When the number of CBAMs increases to three, the model’s precision significantly decreases to 89.1%, and its recall is 96.3%, mAP0.5 is 0.955, and mAP0.5:0.95 is 0.743. These results indicate that an excessive number of CBAMs negatively impact model performance, particularly in precision and mAP0.5:0.95. This may be due to the fact that an excessive number of attention modules hinder model convergence during training, or the attention mechanism overly focuses on certain features while neglecting other important information.
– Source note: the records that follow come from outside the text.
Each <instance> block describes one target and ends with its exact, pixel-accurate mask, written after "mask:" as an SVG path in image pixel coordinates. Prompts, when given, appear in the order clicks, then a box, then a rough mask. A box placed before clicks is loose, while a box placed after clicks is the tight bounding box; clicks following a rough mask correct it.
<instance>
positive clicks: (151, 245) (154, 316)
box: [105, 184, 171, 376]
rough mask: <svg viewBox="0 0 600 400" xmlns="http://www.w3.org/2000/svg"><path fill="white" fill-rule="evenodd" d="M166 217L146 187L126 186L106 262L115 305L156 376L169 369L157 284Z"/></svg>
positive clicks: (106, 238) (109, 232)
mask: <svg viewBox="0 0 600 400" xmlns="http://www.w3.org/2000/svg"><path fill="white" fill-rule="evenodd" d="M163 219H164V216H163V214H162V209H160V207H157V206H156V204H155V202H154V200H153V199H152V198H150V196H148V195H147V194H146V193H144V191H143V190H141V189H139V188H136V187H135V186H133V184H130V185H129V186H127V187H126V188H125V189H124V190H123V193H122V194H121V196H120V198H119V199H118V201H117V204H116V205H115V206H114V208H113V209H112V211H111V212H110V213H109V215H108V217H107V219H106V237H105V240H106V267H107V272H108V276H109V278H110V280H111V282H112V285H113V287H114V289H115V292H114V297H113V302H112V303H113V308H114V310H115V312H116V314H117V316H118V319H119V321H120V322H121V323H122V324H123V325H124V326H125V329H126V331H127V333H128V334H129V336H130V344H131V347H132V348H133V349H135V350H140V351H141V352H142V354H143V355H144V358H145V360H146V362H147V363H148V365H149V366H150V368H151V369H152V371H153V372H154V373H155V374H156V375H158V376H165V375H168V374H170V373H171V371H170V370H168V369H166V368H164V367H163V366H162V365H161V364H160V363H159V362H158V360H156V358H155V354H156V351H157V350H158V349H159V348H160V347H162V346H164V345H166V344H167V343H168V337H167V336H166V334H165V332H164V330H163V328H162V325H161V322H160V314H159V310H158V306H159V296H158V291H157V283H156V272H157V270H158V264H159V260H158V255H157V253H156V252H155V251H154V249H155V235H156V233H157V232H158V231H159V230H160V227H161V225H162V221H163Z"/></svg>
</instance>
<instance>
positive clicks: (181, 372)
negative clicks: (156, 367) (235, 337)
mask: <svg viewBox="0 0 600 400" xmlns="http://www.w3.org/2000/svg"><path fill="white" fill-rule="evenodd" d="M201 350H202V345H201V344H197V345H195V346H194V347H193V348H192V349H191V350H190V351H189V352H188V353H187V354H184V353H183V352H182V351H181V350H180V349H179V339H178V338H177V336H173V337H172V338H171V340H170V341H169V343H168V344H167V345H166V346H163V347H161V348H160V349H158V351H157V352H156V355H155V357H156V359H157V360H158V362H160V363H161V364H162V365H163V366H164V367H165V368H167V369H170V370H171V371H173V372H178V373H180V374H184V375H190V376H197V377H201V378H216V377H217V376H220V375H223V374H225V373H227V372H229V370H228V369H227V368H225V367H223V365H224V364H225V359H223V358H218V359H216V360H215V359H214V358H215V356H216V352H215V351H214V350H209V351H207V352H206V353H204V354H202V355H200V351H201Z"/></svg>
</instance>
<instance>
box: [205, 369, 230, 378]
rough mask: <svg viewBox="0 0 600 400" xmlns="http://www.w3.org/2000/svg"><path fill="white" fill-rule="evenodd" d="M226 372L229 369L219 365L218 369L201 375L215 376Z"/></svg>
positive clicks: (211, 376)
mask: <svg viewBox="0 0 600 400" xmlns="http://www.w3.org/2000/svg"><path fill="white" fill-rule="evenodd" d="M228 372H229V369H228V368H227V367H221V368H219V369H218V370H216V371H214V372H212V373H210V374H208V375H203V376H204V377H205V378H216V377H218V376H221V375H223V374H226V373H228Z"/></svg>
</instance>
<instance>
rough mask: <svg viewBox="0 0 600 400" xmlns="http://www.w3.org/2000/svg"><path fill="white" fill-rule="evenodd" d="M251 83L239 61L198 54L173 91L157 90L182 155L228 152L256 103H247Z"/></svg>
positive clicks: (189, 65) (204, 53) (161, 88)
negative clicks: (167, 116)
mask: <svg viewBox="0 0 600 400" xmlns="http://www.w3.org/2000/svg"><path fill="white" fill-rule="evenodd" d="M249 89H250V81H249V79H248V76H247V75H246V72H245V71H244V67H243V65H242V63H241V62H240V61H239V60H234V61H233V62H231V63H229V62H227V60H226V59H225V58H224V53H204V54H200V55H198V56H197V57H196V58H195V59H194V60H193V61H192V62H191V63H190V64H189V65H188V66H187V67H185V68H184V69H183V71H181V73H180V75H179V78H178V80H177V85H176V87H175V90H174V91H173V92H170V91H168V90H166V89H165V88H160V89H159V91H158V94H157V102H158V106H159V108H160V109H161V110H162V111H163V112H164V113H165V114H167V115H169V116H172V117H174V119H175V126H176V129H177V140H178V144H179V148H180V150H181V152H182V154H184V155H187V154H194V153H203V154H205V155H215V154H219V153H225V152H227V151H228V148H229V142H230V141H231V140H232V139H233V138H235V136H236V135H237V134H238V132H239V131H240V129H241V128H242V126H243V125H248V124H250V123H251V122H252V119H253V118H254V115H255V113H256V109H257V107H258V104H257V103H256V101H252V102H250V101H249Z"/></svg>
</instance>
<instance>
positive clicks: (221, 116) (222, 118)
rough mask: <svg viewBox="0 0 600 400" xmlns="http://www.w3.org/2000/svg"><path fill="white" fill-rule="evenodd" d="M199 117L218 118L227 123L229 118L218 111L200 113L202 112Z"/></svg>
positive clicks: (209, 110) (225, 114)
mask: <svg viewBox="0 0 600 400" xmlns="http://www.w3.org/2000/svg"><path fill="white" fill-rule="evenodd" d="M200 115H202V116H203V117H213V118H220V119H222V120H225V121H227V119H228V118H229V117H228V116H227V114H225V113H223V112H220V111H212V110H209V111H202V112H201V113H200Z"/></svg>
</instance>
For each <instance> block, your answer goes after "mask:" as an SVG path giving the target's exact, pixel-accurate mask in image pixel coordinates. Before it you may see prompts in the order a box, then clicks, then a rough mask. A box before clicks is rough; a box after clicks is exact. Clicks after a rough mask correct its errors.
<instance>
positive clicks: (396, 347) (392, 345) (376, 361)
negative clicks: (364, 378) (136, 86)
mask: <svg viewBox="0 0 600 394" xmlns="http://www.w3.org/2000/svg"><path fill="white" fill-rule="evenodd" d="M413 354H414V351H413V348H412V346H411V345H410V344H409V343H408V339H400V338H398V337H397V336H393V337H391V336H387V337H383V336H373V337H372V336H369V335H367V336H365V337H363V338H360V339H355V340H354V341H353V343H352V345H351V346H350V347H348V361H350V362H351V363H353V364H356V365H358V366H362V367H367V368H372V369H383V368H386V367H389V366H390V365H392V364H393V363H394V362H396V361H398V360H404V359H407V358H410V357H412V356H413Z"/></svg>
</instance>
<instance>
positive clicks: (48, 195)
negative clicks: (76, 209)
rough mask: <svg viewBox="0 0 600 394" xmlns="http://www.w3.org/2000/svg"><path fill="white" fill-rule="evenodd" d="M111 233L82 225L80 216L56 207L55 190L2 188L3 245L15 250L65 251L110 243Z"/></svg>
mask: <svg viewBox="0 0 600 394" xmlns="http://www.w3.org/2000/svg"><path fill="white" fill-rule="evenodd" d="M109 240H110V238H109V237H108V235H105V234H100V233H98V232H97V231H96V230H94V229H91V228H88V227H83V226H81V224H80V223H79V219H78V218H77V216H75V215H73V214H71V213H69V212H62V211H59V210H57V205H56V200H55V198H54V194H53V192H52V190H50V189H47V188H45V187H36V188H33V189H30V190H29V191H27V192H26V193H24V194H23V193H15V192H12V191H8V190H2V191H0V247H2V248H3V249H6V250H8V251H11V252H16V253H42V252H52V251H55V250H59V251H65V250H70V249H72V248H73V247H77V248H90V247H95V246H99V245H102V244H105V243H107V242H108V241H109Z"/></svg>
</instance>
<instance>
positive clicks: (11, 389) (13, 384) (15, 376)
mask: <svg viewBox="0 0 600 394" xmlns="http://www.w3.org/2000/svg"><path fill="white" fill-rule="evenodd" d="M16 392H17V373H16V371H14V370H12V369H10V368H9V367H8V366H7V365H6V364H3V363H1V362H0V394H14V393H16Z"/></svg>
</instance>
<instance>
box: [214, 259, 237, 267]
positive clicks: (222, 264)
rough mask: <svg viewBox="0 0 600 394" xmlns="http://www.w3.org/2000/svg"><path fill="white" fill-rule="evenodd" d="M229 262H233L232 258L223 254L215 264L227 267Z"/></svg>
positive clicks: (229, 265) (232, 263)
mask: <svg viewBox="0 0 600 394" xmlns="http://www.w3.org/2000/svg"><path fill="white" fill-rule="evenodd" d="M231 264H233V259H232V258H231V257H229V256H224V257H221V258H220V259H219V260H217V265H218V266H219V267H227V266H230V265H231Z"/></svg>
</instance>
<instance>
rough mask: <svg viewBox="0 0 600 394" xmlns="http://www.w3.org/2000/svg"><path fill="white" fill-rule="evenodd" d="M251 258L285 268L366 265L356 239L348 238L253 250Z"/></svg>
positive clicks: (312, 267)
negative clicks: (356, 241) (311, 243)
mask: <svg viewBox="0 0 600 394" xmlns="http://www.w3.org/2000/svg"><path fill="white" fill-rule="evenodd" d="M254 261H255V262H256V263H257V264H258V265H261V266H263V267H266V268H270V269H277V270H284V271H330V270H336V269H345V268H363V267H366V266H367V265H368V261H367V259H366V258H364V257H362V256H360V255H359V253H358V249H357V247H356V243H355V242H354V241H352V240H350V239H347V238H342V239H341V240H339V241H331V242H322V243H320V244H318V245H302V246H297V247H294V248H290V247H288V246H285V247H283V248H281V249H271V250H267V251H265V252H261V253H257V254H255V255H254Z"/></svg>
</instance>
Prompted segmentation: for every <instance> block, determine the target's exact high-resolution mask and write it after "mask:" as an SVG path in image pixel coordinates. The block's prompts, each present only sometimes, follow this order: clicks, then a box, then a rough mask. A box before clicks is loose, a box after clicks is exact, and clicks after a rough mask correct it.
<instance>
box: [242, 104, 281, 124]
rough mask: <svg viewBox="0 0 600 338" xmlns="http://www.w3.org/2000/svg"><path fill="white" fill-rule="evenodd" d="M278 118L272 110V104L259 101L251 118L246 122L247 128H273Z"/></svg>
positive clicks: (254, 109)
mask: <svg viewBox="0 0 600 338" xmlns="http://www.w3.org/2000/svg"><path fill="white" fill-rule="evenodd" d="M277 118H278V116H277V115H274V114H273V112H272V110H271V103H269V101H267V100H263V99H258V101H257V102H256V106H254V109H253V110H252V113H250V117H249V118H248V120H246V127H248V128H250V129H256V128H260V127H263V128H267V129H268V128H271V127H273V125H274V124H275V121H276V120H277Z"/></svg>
An appropriate number of CBAMs (e.g., CBAM = 1) can provide the best performance improvement, while an excessive number may lead to performance degradation. Therefore, in practical applications, the number of CBAMs should be chosen based on specific task requirements to balance model performance and complexity.
5. Conclusions
To improve the network’s capability to learn targets and extract valuable feature information from blurred images with intricate backgrounds, this study addresses the challenges of side-scan sonar imaging, where features are often indistinct and sparsely distributed. We propose the ABFP-YOLO model to improve the accuracy and real-time performance of underwater target detection. The BiFPN structure is integrated into the Neck of the network to efficiently fuse multi-scale features, significantly enhancing the network’s ability to detect targets of varying scales, particularly small targets in complex scenarios. Additionally, the CBAM is introduced and applied to the neural network to strengthen feature extraction from blurred images. Our enhanced model demonstrates that the introduction of the CBAM and BiFPN modules significantly improves recall and mAP0.5:0.95, especially in complex scenarios and small target detection tasks, where the model exhibits greater robustness. The combined use of these modules further enhances the model’s comprehensive detection capabilities. Extensive experimental validation effectively establishes the accuracy and generalization ability of the proposed model. Furthermore, we discuss the performance under different CBAM configurations. An appropriate number of CBAMs (e.g., CBAM = 1) can provide the best performance improvement, while an excessive number may lead to performance degradation. Therefore, in practical applications, the number of CBAMs should be chosen based on specific task requirements to balance model performance and complexity. In future work, we will continue to optimize the network model for underwater target recognition to improve detection speed. Additionally, we will further improve the image quality of underwater scanning images and enrich the dataset to enable the model to adapt to more diverse underwater scenarios, thereby advancing the application of this model in specialized underwater environments with AI technologies.